Miss Flynn scowled. Next to my affinity for Shady Personages and Crime she dislikes nearly all the clients of my public relations firm: ambitious well-heeled characters trying to exploit products or themselves in the press. With the exception of a singing dog who lost her voice, my record has been pretty good in this crooked profession. Recently business had slowed down. In August New York dies and everybody tries to get out of the heat. Mrs. Veering’s mysterious summons had come at exactly the right time.

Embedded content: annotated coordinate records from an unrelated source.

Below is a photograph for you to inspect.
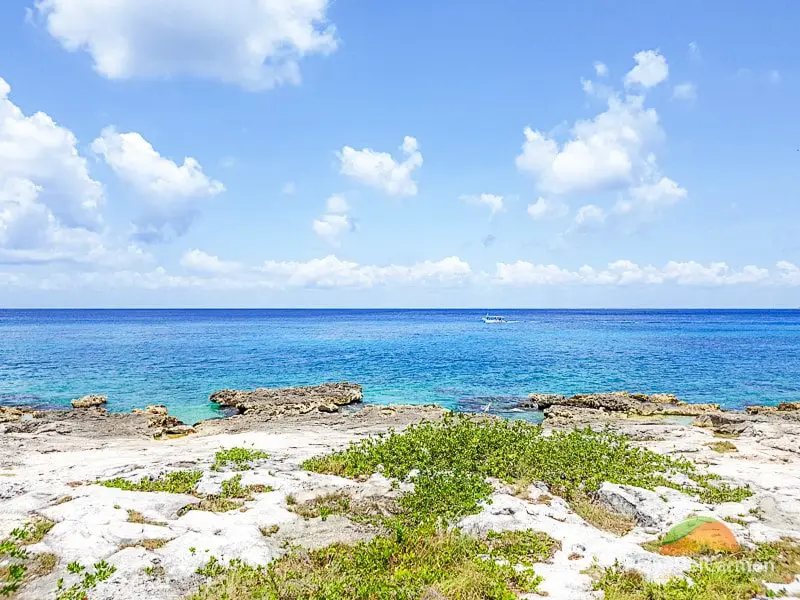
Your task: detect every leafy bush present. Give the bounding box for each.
[303,415,749,501]
[211,447,269,471]
[99,471,203,494]
[191,528,540,600]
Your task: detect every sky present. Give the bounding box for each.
[0,0,800,309]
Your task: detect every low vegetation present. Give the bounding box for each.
[128,508,166,527]
[191,526,546,600]
[0,517,58,596]
[571,498,636,535]
[211,447,269,471]
[56,560,117,600]
[98,471,203,494]
[706,440,739,454]
[594,540,800,600]
[303,415,751,502]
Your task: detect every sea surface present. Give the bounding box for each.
[0,310,800,422]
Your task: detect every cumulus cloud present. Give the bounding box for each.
[776,260,800,285]
[528,198,569,220]
[180,249,242,274]
[338,136,422,196]
[516,50,694,233]
[0,78,150,265]
[0,255,800,290]
[672,81,697,100]
[625,50,669,88]
[461,194,505,216]
[517,96,662,194]
[36,0,337,90]
[494,260,770,286]
[575,204,606,228]
[92,127,225,243]
[311,194,355,246]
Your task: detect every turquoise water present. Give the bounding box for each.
[0,310,800,422]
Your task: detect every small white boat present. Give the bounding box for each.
[481,314,507,325]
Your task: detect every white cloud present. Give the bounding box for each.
[0,250,800,291]
[311,214,354,245]
[180,249,242,274]
[92,127,225,197]
[625,50,669,88]
[630,177,687,210]
[36,0,337,90]
[516,50,694,234]
[528,198,569,220]
[776,260,800,285]
[338,136,422,196]
[311,194,355,246]
[672,81,697,100]
[461,194,505,216]
[575,204,606,228]
[517,95,662,194]
[494,260,770,286]
[92,127,225,243]
[0,78,151,266]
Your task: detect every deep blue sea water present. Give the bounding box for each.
[0,310,800,422]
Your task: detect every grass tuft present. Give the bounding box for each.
[706,440,739,454]
[98,471,203,494]
[211,447,269,471]
[186,529,541,600]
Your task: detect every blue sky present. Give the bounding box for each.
[0,0,800,307]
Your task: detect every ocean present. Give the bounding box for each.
[0,309,800,423]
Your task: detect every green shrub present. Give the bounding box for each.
[303,415,749,501]
[211,447,269,471]
[191,528,540,600]
[99,471,203,494]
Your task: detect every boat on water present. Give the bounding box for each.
[481,314,508,325]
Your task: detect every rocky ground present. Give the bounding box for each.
[0,384,800,600]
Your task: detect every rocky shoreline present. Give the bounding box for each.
[0,383,800,600]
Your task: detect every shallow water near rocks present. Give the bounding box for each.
[0,309,800,422]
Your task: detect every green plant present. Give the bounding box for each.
[191,526,541,600]
[399,471,492,525]
[0,517,55,596]
[56,560,117,600]
[211,447,269,471]
[98,471,203,494]
[594,539,800,600]
[706,440,739,454]
[258,525,280,537]
[486,529,561,566]
[570,498,636,535]
[303,415,744,508]
[128,509,166,527]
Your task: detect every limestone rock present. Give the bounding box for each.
[71,394,108,408]
[595,482,668,527]
[210,382,363,418]
[0,406,36,423]
[518,393,567,410]
[532,392,720,420]
[692,412,750,435]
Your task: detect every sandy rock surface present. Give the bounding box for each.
[0,389,800,600]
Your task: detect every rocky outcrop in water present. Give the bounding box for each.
[519,392,720,419]
[71,394,108,408]
[209,382,364,418]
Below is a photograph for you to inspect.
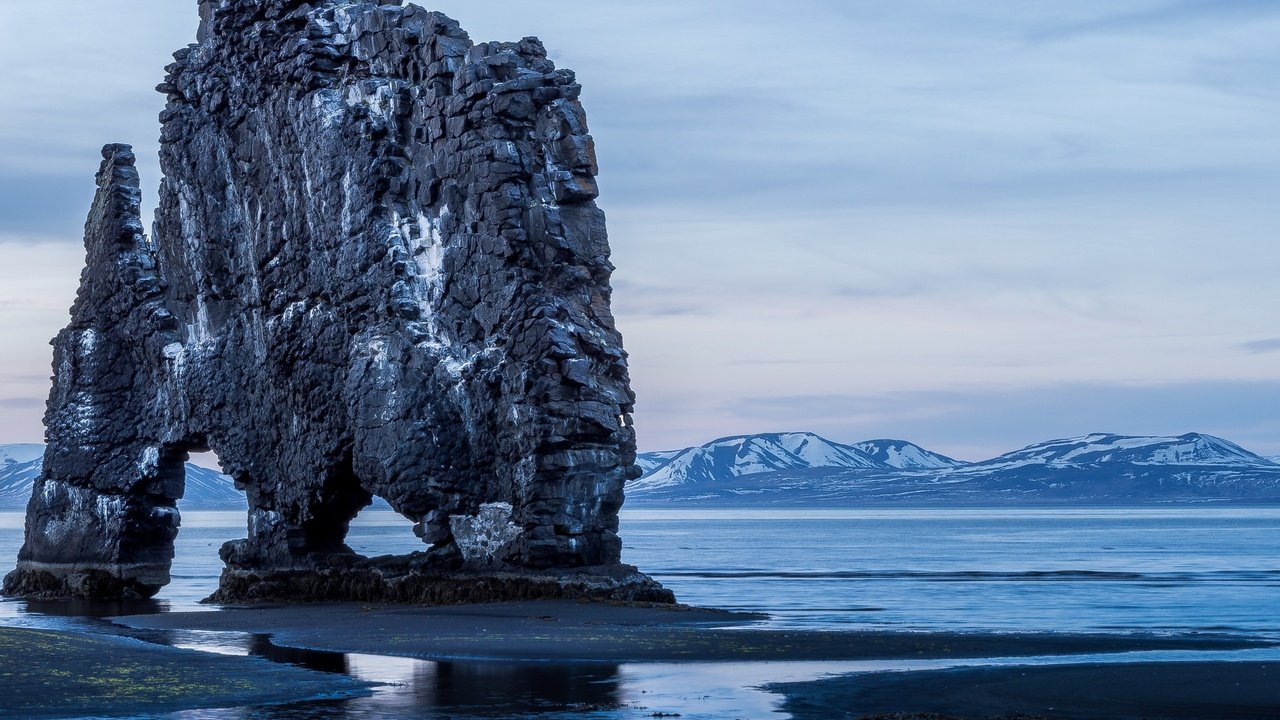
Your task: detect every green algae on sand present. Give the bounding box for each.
[0,628,369,717]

“Alma Edderdale, I know, is a friend of yours … and a dear one of mine … it was at the advice of a friend of hers that I got your name. I do wish you could come see me here Friday to spend the week end and talk over with me a little project close to my heart. Let me know soon. Trusting you won’t let me down, I am, sincerely yours, Rose Clayton Veering.”
That was the message on thick expensive note paper with the discreet legend at the top: “The North Dunes, Easthampton, Long Island, N.Y.” No hint of what she wanted. My first impulse had been to write and tell her that I’d have to have a clear idea before I came of what she wanted. But the heat of August relaxed my professionalism. A week end in Easthampton, in a big house.…

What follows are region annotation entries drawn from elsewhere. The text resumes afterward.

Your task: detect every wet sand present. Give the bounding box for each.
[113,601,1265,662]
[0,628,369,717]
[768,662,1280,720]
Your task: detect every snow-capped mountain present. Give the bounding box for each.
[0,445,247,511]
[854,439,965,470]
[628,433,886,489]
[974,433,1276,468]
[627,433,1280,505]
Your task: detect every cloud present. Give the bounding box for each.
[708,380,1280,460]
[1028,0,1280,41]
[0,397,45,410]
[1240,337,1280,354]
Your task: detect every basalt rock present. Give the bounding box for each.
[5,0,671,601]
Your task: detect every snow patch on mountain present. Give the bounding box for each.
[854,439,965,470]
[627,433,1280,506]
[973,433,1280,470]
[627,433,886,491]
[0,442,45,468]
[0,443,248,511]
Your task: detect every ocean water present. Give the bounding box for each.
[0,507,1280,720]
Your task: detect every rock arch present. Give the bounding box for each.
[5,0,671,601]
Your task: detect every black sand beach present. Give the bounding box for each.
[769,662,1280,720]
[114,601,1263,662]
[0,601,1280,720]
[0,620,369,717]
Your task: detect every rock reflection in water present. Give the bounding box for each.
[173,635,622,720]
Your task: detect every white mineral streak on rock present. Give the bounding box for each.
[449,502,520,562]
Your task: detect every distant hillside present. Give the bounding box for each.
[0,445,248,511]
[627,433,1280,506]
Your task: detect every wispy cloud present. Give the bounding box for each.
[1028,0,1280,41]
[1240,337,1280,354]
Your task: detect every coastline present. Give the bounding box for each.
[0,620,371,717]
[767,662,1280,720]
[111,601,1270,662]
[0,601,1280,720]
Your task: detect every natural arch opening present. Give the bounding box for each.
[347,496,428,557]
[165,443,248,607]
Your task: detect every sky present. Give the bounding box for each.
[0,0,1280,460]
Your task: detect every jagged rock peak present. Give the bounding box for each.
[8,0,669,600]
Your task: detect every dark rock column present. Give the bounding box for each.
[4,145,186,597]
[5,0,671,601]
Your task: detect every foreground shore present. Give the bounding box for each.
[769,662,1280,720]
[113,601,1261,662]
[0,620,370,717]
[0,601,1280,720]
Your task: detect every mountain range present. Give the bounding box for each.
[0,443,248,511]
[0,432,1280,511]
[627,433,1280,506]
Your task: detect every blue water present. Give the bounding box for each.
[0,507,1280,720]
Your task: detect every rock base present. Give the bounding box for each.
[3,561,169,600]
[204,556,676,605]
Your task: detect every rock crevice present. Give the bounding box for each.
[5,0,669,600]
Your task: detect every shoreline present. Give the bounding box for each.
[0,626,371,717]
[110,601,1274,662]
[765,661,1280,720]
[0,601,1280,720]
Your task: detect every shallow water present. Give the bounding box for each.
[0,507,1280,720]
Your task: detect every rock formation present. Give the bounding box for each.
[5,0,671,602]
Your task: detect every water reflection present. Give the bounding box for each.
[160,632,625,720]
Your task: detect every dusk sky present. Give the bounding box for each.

I dictated an acceptance telegram to Miss Flynn who snorted from time to time but otherwise said nothing.

I then fired a number of instructions in my best business-executive voice, knowing that in my absence Miss Flynn would do exactly as she pleased anyway. Then we gravely shook hands and I left the office: two small rooms with two desks and a filing cabinet in East 55th Street (good address, small office, high rent) and headed down Park Avenue through the sullen heat to my apartment on 49th Street (big rooms, bad address, low rent.)

II

The Long Island Cannon Ball Express pulled away from the station and there was every indication that it would be able to make Montauk before nightfall; if not … well, those who travel that railroad are living dangerously and they know it. Cinders blew in my face from an open window. The seat sharply cut off the circulation in my legs. The hot sun shone brazenly in my face … it was like the days of my childhood fifteen years (well, maybe twenty years) before, when I used to visit relatives in Southampton. Everything had changed since then except the Long Island Railroad and the Atlantic Ocean.

The
Journal American
was full of the Peaches Sandoe murder case even though there were no facts out of which to make a story. This doesn’t bother newspapers, however, and there were some fine pictures of naked girls wearing sequins and plumes. Peaches Sandoe herself was, in life, a rather dowdy-looking, middle-aged midget with a 1920’s bob.